Implicit also, but underdeveloped in the book, is the question as to whether
work can remain an adequate vehicle for the social identities that before the
Great Depression it conveyed. Many of the jobs that Americans hold today are
far removed from productive enterprise, at least as it has traditionally been
understood. Technological advance and productivity gains have made it possible
for televangelists, day traders, and historians to flourish. Why these
particular occupations should attain public certification while other kinds of
non-productive employment languish or are suppressed is a question of culture
and politics, not one of technology per se.

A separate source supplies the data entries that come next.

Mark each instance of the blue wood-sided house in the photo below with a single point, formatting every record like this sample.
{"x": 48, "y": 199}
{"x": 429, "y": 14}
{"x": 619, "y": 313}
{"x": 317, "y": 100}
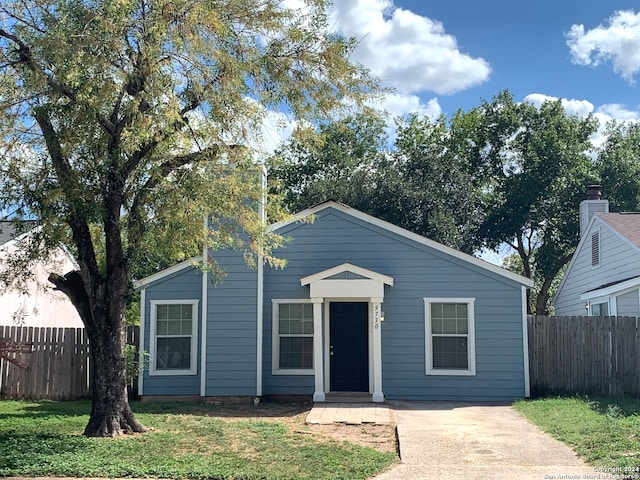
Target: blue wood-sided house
{"x": 362, "y": 306}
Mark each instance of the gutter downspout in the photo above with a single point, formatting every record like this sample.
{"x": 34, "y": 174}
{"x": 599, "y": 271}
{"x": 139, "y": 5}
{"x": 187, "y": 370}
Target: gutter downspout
{"x": 525, "y": 344}
{"x": 260, "y": 290}
{"x": 141, "y": 349}
{"x": 203, "y": 328}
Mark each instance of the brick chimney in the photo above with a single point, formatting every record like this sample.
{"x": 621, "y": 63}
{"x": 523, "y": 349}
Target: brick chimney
{"x": 592, "y": 204}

Bix suggests rather than asserts her own sympathies. Her prose comes alive
when she exposes the fatuities and excesses of technology celebrants while
taking on a more troubled and somber tone when exploring the plight of the
displaced and dissident. Her dismay with those who equate America’s purposes
and promises with technological progress and consumerist indulgence is evident,
although never strident. She seems reluctant to concede that ordinary people
might have benefitted from technological innovation and at times flirts with
nostalgia for the good old days of man-killing coal mines and lethal railroad
work. Even so, Inventing Ourselves Out of Jobs? is a useful survey of
the ongoing debate over the relationships between technology and work in the
modern United States.
Robert Zieger has worked extensively in the fields of American labour history
and twentieth century history. His latest book is America’s Great War: World
War One and the American Experience, Rowman & Littlefield, 2000.